Diante dos impactos deletérios da terceirização nos contratos de trabalho, examinados no tópico anterior - dentre os quais podem ser citados redução do padrão salarial, maior rotatividade, aumento nos índices de acidente de trabalho, discriminação e desagregação da noção de classe operária dos trabalhadores terceirizados, dentre outros -, surgem opiniões divergentes dentre aqueles que enfrentam o fenômeno com olhar social.

Nesse sentido, Jorge Luiz Souto Maior defende a cessação da terceirização em serviços permanentes, por entender não caber “ao direito adaptar-se às injustiças e sim servir como instrumento efetivo de combate a todo tipo de redução da dignidade humana”[32]. Prossegue aduzindo que:

Uma terceirização, ou seja, a transferência de atividade que é indispensável à realização empresarial, de forma permanente – seja ela considerada meio ou fim, pouco importa – não pode, simplesmente, transferir-se a terceiro, sem que se aplique a tal negócio jurídico a regra de definição do empregador fincada no artigo 2º, da CLT, isto é, a consideração de que aquele que se utiliza de trabalhador subordinado e que assume os riscos da atividade econômica é o real empregador, sendo este, no caso, evidentemente, a dita empresa “tomadora” dos serviços.

De fato, o arcabouço normativo juslaboral foi erigido a partir do modelo da relação bilateral de emprego, em que o empregador exercia simultaneamente seu papel no plano formal (signatário da CTPS do obreiro) e material (beneficiário direto da mão-de-obra).

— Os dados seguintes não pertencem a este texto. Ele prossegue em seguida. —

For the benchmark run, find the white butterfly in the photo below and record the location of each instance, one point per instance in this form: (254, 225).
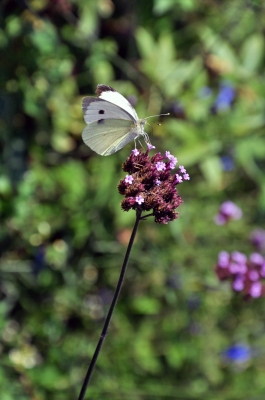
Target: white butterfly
(111, 120)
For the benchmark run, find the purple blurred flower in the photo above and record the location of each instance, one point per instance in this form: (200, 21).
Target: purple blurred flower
(228, 211)
(205, 91)
(228, 163)
(150, 185)
(257, 238)
(245, 274)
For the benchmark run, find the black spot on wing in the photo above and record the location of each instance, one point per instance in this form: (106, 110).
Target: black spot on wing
(104, 88)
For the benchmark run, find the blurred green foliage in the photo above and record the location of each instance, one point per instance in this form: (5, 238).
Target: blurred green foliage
(63, 235)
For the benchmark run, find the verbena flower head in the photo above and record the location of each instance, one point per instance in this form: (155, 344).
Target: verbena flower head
(150, 184)
(247, 275)
(227, 212)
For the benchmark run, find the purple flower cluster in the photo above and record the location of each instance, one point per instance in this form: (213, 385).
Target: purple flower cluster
(247, 275)
(150, 185)
(227, 212)
(257, 238)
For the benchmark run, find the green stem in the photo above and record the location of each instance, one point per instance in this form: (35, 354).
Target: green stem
(113, 304)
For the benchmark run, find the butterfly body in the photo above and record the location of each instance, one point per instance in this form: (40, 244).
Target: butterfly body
(112, 122)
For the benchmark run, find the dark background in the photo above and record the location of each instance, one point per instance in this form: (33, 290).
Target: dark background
(63, 234)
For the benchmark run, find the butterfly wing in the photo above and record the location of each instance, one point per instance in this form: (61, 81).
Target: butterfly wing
(112, 96)
(96, 109)
(106, 136)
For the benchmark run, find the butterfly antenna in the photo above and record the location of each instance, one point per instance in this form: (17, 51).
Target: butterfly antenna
(158, 115)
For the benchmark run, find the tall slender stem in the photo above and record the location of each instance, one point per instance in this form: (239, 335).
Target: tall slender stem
(113, 304)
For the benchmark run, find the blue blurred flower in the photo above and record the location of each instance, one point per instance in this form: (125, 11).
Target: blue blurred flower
(238, 353)
(224, 98)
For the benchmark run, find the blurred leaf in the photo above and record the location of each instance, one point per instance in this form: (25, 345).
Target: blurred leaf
(252, 52)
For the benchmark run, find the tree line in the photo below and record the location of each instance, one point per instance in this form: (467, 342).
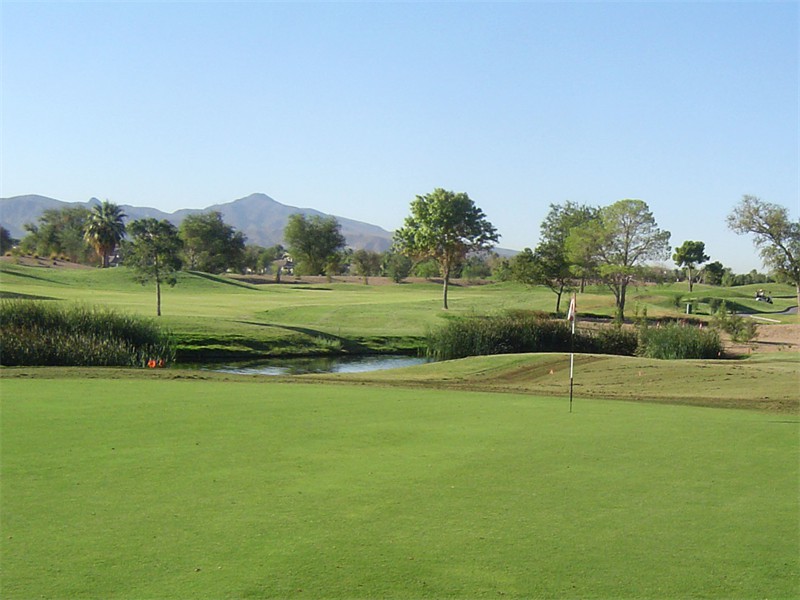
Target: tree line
(446, 235)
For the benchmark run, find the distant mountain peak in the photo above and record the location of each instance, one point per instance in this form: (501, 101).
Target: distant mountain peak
(260, 217)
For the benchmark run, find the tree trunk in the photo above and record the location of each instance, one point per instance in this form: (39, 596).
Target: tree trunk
(797, 285)
(446, 284)
(621, 303)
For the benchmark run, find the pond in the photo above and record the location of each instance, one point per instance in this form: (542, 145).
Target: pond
(318, 364)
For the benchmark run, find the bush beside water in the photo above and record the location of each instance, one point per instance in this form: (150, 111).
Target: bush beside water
(518, 333)
(38, 333)
(675, 341)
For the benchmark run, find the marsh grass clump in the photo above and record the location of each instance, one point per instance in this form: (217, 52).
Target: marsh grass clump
(608, 340)
(506, 334)
(677, 341)
(38, 333)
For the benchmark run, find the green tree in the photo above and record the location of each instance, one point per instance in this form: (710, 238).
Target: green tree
(154, 251)
(688, 256)
(6, 241)
(59, 232)
(776, 236)
(314, 243)
(105, 228)
(211, 245)
(444, 226)
(477, 266)
(397, 266)
(713, 273)
(622, 238)
(366, 263)
(558, 267)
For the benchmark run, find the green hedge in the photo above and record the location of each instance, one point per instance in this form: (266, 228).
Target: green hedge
(39, 333)
(677, 341)
(519, 332)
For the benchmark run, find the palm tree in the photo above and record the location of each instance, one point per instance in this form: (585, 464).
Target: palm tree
(105, 229)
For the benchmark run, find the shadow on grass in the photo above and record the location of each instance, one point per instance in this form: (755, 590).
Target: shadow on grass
(29, 276)
(222, 280)
(18, 296)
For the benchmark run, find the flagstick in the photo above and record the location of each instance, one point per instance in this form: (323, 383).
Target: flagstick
(572, 315)
(571, 361)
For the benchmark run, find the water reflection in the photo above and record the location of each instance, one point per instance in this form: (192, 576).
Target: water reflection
(326, 364)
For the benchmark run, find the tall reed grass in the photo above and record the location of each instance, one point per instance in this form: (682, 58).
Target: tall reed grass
(677, 341)
(519, 332)
(40, 333)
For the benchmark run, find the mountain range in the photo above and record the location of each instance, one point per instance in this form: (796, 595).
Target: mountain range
(258, 216)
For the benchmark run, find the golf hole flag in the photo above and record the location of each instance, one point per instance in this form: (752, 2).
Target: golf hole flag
(571, 316)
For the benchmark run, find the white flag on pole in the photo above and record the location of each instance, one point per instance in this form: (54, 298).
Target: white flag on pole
(571, 313)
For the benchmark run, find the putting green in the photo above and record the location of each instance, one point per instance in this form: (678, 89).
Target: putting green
(210, 489)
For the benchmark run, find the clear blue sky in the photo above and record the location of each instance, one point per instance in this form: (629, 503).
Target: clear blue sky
(355, 108)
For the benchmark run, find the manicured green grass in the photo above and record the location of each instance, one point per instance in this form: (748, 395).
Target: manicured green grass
(128, 488)
(217, 314)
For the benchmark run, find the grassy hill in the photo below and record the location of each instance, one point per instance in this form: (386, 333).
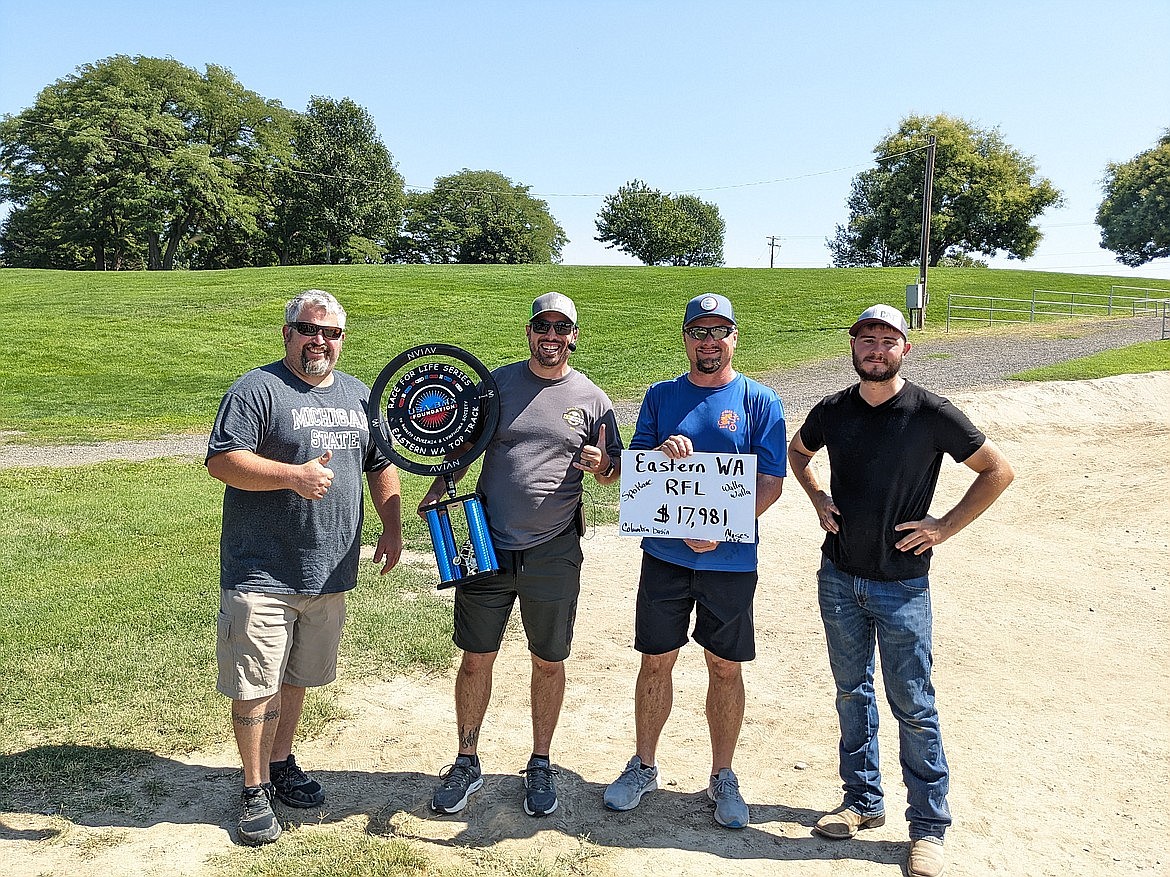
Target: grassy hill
(138, 354)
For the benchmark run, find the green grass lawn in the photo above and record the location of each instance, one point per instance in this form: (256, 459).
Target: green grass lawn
(138, 354)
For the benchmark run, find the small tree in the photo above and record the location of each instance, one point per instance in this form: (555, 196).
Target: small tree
(660, 229)
(479, 218)
(985, 198)
(1135, 213)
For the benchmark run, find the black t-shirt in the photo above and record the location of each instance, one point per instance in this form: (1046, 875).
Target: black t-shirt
(885, 464)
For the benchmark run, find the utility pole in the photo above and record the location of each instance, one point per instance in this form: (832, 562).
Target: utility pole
(772, 246)
(919, 297)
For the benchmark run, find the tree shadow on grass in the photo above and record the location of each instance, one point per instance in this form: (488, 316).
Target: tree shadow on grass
(95, 786)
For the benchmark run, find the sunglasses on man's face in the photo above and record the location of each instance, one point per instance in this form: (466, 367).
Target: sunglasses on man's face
(562, 326)
(702, 332)
(310, 330)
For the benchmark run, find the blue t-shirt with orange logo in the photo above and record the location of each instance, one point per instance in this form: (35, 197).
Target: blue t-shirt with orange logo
(743, 416)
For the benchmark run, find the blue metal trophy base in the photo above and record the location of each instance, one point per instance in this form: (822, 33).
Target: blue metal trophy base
(461, 561)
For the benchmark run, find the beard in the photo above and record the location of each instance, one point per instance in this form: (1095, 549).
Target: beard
(879, 373)
(709, 365)
(549, 360)
(316, 367)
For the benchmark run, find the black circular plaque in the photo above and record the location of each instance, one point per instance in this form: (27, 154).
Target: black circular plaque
(425, 406)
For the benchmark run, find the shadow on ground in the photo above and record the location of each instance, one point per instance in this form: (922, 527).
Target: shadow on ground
(132, 788)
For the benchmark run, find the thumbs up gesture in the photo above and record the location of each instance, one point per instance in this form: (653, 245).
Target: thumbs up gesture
(315, 477)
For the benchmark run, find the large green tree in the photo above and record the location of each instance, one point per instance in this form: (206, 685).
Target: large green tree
(661, 229)
(986, 197)
(129, 160)
(479, 218)
(342, 198)
(1135, 213)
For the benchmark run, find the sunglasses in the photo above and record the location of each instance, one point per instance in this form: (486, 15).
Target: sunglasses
(310, 330)
(563, 326)
(702, 332)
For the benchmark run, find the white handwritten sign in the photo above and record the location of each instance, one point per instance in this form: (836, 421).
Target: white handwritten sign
(704, 496)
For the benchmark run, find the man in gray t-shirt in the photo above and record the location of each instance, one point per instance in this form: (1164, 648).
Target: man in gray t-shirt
(290, 442)
(555, 426)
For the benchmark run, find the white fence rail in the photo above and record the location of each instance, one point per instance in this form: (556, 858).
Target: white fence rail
(1051, 304)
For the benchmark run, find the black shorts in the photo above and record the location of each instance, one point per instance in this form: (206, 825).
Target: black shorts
(548, 580)
(722, 602)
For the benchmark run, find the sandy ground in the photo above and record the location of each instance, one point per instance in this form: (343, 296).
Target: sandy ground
(1051, 651)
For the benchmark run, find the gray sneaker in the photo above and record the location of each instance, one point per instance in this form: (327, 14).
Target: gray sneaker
(460, 781)
(730, 809)
(625, 792)
(257, 822)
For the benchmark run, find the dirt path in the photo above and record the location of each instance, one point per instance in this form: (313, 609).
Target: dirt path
(1051, 621)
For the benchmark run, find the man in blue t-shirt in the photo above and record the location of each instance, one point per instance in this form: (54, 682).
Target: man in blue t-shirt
(886, 439)
(291, 442)
(709, 409)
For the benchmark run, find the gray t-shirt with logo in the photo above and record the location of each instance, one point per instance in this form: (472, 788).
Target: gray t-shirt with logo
(275, 540)
(529, 485)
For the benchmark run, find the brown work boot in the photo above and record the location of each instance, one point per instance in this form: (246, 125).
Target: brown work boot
(926, 858)
(844, 823)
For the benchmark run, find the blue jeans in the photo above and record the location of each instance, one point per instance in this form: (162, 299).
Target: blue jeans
(896, 615)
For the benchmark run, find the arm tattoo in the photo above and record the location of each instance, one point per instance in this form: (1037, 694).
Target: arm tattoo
(468, 737)
(252, 720)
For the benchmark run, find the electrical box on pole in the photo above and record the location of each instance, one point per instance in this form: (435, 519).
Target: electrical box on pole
(922, 292)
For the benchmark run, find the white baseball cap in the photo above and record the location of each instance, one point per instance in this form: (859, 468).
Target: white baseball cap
(881, 313)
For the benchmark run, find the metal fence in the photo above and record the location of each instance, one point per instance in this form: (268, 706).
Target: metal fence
(1046, 304)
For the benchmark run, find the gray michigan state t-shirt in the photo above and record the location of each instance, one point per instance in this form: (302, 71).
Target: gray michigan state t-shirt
(529, 485)
(275, 540)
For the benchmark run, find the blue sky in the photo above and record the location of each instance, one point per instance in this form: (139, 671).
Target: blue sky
(766, 109)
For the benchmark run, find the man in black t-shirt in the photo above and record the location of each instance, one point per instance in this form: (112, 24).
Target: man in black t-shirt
(886, 439)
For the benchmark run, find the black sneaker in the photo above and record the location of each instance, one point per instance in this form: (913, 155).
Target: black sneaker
(539, 787)
(460, 781)
(294, 786)
(257, 822)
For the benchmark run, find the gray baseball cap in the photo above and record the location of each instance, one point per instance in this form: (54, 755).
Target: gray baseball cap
(555, 302)
(881, 313)
(709, 304)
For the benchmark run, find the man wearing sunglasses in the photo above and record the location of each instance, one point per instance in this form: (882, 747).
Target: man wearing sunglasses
(290, 442)
(711, 409)
(555, 426)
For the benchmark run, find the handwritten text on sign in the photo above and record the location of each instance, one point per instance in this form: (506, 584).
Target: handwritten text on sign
(704, 496)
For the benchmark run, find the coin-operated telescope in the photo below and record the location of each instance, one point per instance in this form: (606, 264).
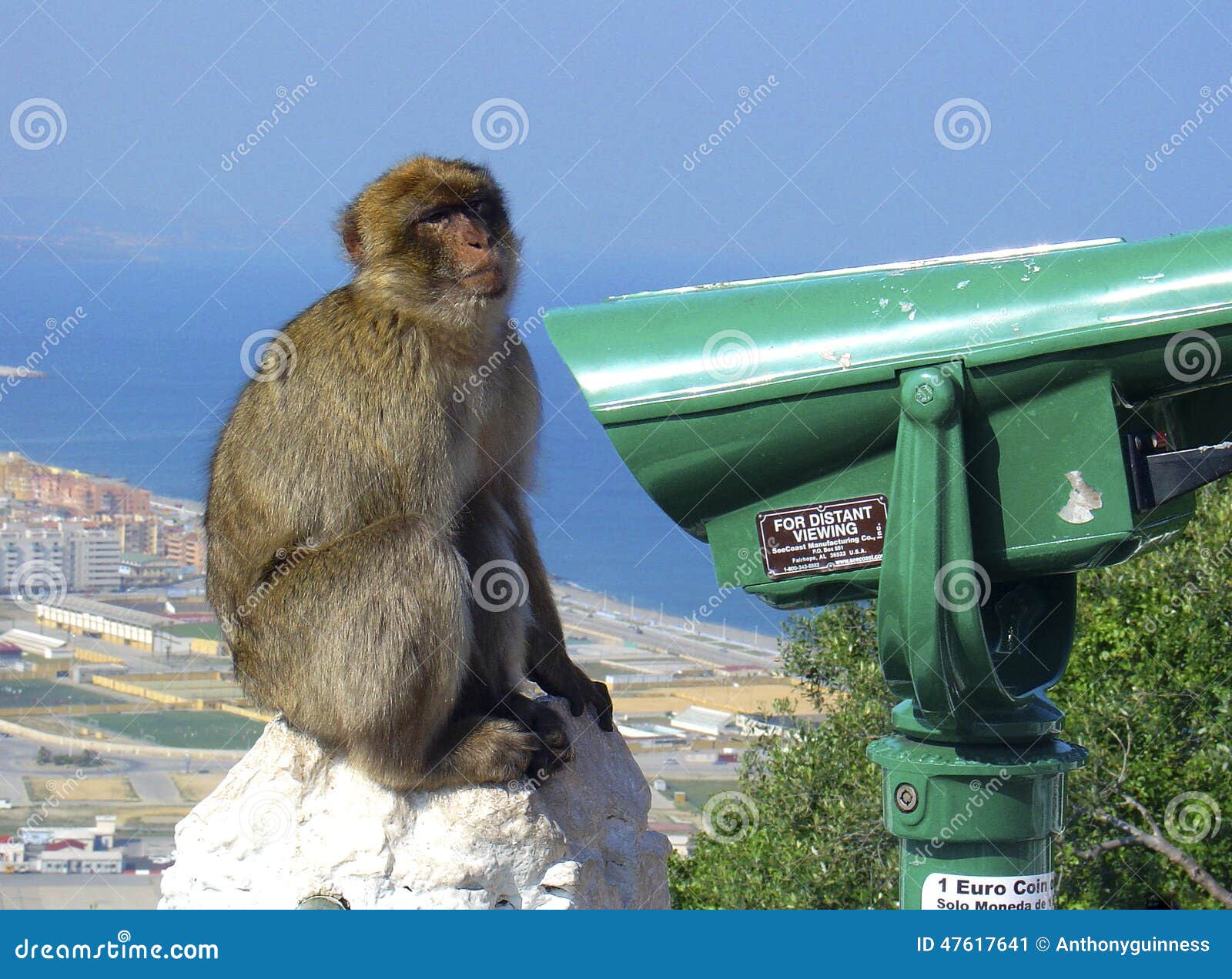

Ora, a inserção de um terceiro na relação laboral inegavelmente importa em ruptura do paradigma normativo, trazendo “graves desajustes em contraponto aos clássicos objetivos tutelares e redistributivos que sempre caracterizaram o direito do trabalho” [33]

Todavia, não se pode ignorar que a terceirização decorre de um modelo de produção largamente difundido em escala global, com capilaridade em diversos setores da economia. Os efeitos, portanto, de coibir seu uso no Brasil seriam desastrosos, mormente levando-se em consideração a facilidade com que as empresas e os recursos financeiros se deslocam de um país para outro em tempos modernos.

Ademais, cabe lembrar a célebre lição do jurista francês Georges Ripert, de que “quando o Direito ignora a realidade, a realidade se vinga, ignorando o Direito”[34]. Ora, na atualidade, uma regulamentação excessivamente restritiva, a ponto de considerar ilícita a terceirização em todo e qualquer serviço permanente da empresa por certo perderia a eficácia social e seria sistematicamente ignorada pelos destinatários da norma.

Dessa forma, não sendo possível reverter o fenômeno sócio-econômico da terceirização, cabe ao Direito disciplinar seus efeitos jurídicos, a fim de coibir a precarização dos contratos de trabalho terceirizados.

Ainda que não seja possível manter idêntico padrão de proteção em relação aos empregos diretos, eis que a precarização, em maior ou menor grau, é inerente à lógica do mercado da terceirização[35], pode-se avançar muito no sentido de restringir de forma significativa a terceirização de serviços, admitindo-a apenas nas atividades-meio, com intermediação de prestadoras de serviços especializadas, além de regulamentar as condições de trabalho, a fim de garantir a máxima efetividade aos princípios da dignidade da pessoa humana e do valor social para os trabalhadores abrangidos por esse modelo de contratação.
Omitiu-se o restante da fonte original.